以基因、转录、蛋白质等生命组学为主体的生物大数据快速积累和以深度学习为代表的人工智能技术迅猛发展,催生出各种类别的生物大模型 (biological large models)。复杂的深度学习架构、巨大的参数量和算力需求、以及海量的预训练数据等是大模型技术的主要特征。预训练数据类别及参数量一定程度上决定了大模型所具备的能力强弱,而不同的模型架构则可支撑不同类别的下游任务。近两年,围绕 DNA/RNA/蛋白质等生物序列与单细胞表达图谱等组学数据分析挖掘、大分子结构预测、新型药物设计和功能机制解析等多种应用场景,涌现了多种通用或专用大模型, 展示出其在生物医学研究及转化应用等领域的巨大潜力。本文旨在结合不同类别的生物数据特点和研究应用需求, 概述生物数据特征及其用于生物大模型训练的技术方法, 并进一步综述现有大
模型在生物医学研究及疾病诊疗中的应用进展, 为提升生物大模型能力、 拓展应用范围提供新的思路。

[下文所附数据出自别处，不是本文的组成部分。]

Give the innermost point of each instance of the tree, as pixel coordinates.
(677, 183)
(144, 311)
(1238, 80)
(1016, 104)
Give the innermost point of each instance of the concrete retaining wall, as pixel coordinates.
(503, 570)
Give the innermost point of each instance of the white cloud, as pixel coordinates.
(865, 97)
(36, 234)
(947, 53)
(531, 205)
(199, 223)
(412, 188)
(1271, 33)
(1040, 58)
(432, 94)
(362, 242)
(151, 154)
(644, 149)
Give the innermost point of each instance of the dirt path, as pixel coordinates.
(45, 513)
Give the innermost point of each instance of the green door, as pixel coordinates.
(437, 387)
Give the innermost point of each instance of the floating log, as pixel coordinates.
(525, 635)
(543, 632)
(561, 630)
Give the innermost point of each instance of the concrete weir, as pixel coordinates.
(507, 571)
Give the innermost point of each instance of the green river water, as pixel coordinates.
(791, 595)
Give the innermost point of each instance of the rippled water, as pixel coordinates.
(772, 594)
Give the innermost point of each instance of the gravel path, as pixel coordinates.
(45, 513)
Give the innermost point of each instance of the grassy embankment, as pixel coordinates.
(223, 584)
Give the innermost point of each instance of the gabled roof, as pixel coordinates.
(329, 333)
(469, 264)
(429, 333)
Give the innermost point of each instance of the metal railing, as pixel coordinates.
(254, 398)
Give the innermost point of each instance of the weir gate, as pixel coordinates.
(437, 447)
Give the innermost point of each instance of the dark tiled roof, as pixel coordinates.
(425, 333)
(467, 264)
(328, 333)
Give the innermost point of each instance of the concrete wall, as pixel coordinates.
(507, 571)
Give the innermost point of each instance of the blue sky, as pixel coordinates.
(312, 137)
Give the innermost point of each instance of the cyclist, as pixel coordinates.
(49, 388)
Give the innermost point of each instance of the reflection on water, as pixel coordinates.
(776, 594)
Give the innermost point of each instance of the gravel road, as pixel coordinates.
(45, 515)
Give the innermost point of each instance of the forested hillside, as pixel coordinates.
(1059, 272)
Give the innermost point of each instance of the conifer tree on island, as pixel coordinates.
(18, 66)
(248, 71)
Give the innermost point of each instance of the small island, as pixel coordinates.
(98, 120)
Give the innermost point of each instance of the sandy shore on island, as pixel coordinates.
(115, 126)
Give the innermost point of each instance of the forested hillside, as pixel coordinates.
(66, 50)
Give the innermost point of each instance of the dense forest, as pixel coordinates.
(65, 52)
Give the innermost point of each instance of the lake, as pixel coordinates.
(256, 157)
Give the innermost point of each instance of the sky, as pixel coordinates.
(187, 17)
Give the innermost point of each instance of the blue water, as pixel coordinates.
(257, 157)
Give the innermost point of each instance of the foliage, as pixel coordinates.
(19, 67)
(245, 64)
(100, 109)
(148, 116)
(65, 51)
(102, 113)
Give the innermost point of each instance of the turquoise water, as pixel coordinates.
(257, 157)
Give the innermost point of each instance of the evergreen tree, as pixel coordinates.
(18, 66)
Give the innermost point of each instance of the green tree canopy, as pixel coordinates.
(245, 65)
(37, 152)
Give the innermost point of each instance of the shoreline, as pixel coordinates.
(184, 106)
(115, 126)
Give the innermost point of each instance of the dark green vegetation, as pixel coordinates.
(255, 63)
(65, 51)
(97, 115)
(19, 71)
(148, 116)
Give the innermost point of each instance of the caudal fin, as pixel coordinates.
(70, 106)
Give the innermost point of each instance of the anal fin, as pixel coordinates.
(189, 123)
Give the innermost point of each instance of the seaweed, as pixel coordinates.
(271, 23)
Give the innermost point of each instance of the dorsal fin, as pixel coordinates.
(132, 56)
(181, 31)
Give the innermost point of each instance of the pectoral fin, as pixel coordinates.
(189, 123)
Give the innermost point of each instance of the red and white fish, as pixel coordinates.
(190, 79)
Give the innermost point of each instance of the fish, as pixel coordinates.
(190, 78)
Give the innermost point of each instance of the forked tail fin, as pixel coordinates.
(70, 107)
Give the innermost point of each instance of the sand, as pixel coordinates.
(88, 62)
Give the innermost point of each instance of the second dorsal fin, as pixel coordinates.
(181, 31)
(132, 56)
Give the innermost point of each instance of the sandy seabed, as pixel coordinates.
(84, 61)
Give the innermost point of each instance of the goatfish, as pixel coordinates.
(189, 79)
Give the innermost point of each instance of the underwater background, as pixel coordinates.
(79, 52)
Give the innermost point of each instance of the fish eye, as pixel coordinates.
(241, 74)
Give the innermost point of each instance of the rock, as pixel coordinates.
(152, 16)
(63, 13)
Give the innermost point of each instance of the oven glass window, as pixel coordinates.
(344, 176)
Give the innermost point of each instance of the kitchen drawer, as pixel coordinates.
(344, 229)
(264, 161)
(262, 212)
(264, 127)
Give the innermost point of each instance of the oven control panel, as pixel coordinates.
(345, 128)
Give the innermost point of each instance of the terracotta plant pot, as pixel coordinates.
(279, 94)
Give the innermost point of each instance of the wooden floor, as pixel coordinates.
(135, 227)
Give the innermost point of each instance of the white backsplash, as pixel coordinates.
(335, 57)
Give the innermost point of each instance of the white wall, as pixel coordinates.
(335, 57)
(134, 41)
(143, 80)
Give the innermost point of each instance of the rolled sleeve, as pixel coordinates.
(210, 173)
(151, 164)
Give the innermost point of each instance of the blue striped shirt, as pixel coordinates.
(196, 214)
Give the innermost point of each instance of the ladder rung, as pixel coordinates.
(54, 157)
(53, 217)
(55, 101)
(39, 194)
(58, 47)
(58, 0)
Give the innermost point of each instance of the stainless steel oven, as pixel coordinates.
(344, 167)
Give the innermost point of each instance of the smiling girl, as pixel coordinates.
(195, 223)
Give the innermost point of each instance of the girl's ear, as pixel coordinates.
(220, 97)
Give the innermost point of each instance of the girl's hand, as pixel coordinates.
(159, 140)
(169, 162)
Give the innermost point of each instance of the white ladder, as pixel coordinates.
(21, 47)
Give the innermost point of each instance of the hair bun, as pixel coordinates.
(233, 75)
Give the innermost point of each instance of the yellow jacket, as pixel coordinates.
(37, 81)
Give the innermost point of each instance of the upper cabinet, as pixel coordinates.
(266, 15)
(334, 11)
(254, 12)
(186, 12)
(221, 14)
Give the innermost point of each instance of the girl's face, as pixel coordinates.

The rapid accumulation of biological big data, primarily comprising genomics, transcriptomics, proteomics, and more, coupled with the swift advancement of artificial intelligence technologies, notably deep learning, has given rise to a variety of biological large models. Characterized by complex deep-learning architectures, massive parameter counts, high computational power requirements, and vast amounts of pre-training data, these large models' capabilities are largely dictated by the types and volumes of pre-training data, while different model architectures support various downstream tasks. Over the past two years, a variety of general-purpose and specialized large models have emerged in multiple application scenarios, including the analysis and mining of DNA, RNA, and protein sequences, single-cell expression atlases, structure prediction of biomacromolecules, de novo drug design, and interpretation of biological mechanisms. These models have demonstrated significant potential in the domains of biomedical research and translational applications. This paper aims to provide an overview of the characteristics of biological data and the technical methods used for training biological large models, considering the unique features and research application needs of different types of biological data. Furthermore, it reviews the application progress of existing models in biomedical research and disease diagnosis and treatment,
offering new insights for enhancing model capabilities and expanding their application scope.